İnsanın en zorlu yolculuğu, kendi içine yaptığıdır.
Çünkü bu yolculukta harita belirsiz, yönler şaşırtıcıdır. Kimi zaman geçmişin puslu sokaklarında kayboluruz, kimi zaman gelecek korkusunun girdabına düşeriz.
Ama asıl mesele; “Ben neyim?” sorusuna yüzümüzü döndüğümüzde başlar.
Kendini aşmak, aslında kendini kabullenmekle mümkündür.
Zayıflıklarımızı, hatalarımızı, kırgınlıklarımızı görüp onları inkâr etmeden sevebilmek…
Bu, bir insanın kendine yapabileceği en büyük iyiliktir.
Zihinsel Bariyerler: En Büyük Engel Biziz
Bizi engelleyen çoğu zaman dış dünya değil, içimizdeki seslerdir.

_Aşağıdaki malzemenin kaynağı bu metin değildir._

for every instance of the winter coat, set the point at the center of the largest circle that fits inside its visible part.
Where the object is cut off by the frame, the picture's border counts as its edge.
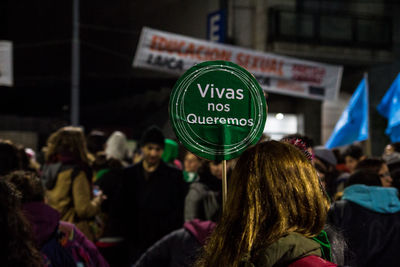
(293, 250)
(70, 193)
(153, 206)
(46, 227)
(110, 182)
(204, 198)
(179, 248)
(369, 217)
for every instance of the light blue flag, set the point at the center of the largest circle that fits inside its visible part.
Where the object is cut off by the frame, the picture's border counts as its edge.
(390, 109)
(353, 124)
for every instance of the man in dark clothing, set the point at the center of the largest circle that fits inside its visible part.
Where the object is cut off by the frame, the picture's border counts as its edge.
(153, 193)
(179, 248)
(369, 217)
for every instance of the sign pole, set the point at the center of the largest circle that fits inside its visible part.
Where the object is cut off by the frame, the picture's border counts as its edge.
(224, 184)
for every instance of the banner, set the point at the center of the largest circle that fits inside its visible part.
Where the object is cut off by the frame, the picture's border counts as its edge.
(389, 107)
(6, 74)
(353, 123)
(173, 53)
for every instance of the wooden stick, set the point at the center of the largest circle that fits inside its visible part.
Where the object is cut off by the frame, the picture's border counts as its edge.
(224, 184)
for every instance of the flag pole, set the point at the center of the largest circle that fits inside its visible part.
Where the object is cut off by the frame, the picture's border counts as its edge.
(368, 149)
(224, 184)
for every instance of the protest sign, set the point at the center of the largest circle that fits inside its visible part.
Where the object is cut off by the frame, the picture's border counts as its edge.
(217, 109)
(174, 53)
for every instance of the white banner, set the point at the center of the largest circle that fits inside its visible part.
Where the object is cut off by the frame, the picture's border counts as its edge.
(173, 53)
(6, 69)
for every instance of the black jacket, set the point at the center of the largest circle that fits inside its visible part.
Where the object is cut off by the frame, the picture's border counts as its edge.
(204, 199)
(179, 248)
(153, 207)
(373, 237)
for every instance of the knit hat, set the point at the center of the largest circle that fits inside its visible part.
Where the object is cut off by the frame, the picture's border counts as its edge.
(154, 135)
(170, 151)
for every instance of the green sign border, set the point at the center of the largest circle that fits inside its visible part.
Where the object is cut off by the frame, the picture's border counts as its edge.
(182, 128)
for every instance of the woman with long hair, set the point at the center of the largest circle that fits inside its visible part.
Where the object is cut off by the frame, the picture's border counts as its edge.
(17, 247)
(275, 207)
(67, 178)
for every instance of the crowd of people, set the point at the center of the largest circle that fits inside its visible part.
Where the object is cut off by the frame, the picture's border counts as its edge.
(85, 200)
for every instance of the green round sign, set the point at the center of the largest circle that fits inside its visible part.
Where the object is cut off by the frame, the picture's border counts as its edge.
(217, 110)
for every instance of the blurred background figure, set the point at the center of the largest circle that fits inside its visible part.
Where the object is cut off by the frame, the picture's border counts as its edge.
(117, 147)
(108, 178)
(352, 155)
(378, 166)
(9, 159)
(68, 179)
(325, 162)
(170, 154)
(96, 141)
(180, 247)
(17, 247)
(369, 217)
(61, 243)
(191, 164)
(204, 199)
(153, 196)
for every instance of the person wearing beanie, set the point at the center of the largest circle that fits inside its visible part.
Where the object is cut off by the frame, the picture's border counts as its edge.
(153, 196)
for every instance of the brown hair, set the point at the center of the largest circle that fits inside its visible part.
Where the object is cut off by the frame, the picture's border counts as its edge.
(28, 183)
(17, 247)
(274, 190)
(67, 140)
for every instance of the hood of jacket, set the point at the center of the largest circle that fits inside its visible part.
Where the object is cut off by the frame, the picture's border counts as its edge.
(117, 146)
(200, 229)
(284, 251)
(375, 198)
(43, 218)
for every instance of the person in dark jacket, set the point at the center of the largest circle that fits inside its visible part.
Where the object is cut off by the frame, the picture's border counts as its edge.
(274, 213)
(179, 248)
(153, 196)
(204, 199)
(369, 217)
(60, 242)
(108, 175)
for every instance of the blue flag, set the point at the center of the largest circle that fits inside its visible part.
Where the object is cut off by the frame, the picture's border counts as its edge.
(390, 109)
(353, 124)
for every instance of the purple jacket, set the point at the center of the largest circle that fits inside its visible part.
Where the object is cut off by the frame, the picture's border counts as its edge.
(45, 223)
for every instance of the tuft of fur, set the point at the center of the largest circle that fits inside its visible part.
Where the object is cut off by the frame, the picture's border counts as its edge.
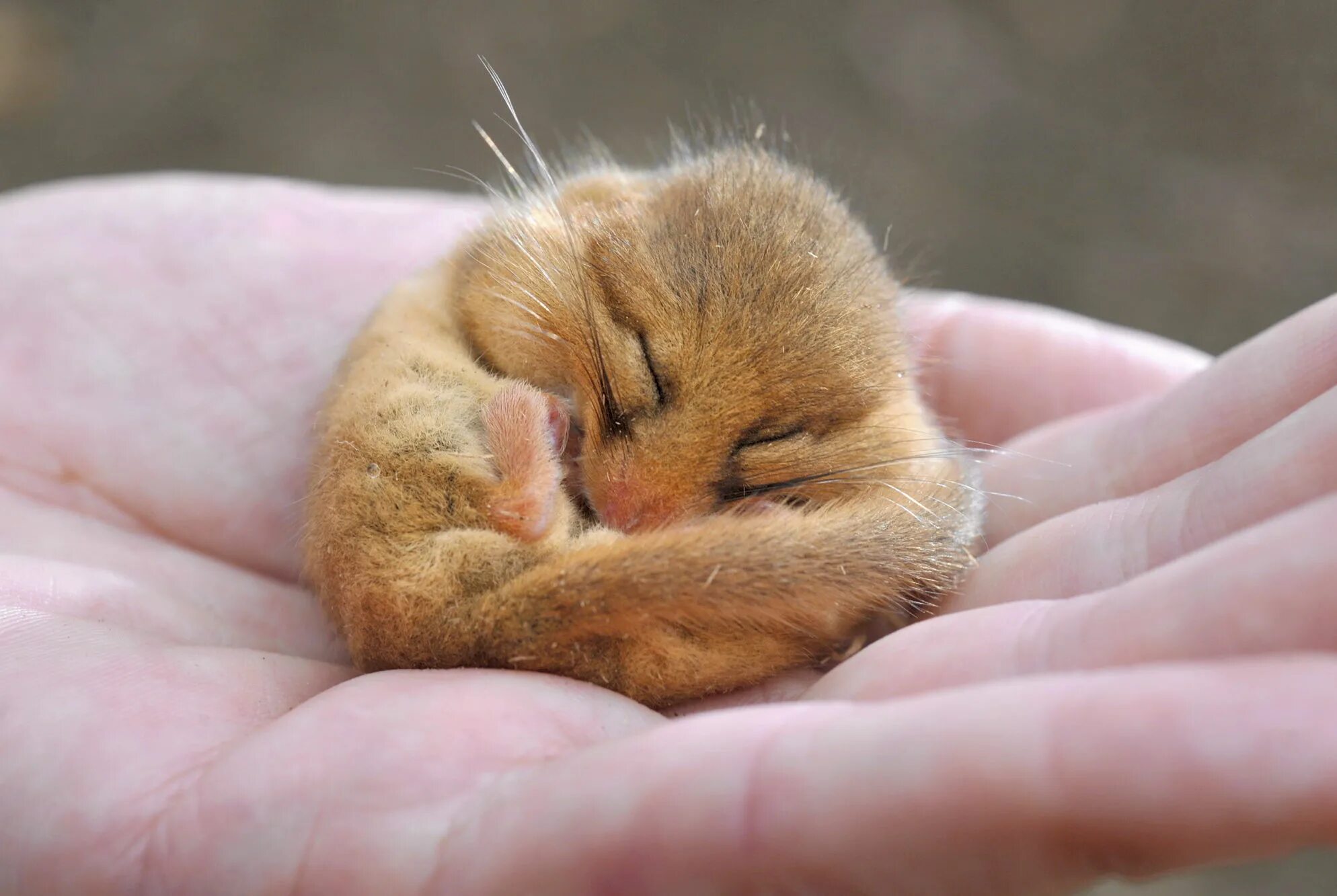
(722, 334)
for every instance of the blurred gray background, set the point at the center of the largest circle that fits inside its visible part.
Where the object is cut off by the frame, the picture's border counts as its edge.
(1169, 165)
(1166, 165)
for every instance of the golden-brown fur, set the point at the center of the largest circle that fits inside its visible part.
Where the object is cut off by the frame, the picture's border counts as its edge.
(777, 477)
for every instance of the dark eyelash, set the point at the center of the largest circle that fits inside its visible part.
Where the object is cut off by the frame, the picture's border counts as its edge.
(767, 440)
(650, 365)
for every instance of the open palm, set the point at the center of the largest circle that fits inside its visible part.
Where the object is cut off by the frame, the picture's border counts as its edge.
(177, 716)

– “Sen zaten beceremezsin.”
– “Zamanı geçti artık.”
– “Ne gerek var, yine aynı olur.”
Bu sesler geçmişten gelen kayıtlardır.
Belki bir öğretmenin azarından, belki bir ebeveynin gölgesinden kalan kalıplar…
Ama bir ses daha vardır:
– “Belki de bu kez olur.”
İşte o sesi bulduğunda, dönüşüm başlar.
Kendini Aşmak İçin 3 Psikolojik Basamak
1. Fark Et:
Neyi neden yaptığını, hangi duygunun seni yönettiğini fark etmeden hiçbir değişim kalıcı olmaz.
2. Kabullen:
Geçmişinle barış. Kabullenmek, pes etmek değildir. Direnmeyi bırakıp yol almak demektir.
3. Yeni Bir Anlam Kur:
Yaşadıklarını sadece “acı” değil, “anlam” üzerinden okuduğunda iyileşme başlar.
Anlam arayan ruh, yükü hafifletir.
Bir Danışanım Şöyle Demişti:
“Ben yıllarca değişmek istedim ama kendime dokunmadan, kendime kızarak…
Meğer önce elimi kendime uzatmam gerekiyormuş.”
Evet, değişmek ancak şefkatle mümkün.
Kendine Merhamet Et
Kendini aşmak, daha iyi bir versiyonun olmak değildir.
Kendine daha iyi davranmayı öğrenmektir.
Çünkü insan, kendini affettiğinde büyür.
Ve büyümek, sadece yaş almak değil; anlamla genişlemektir.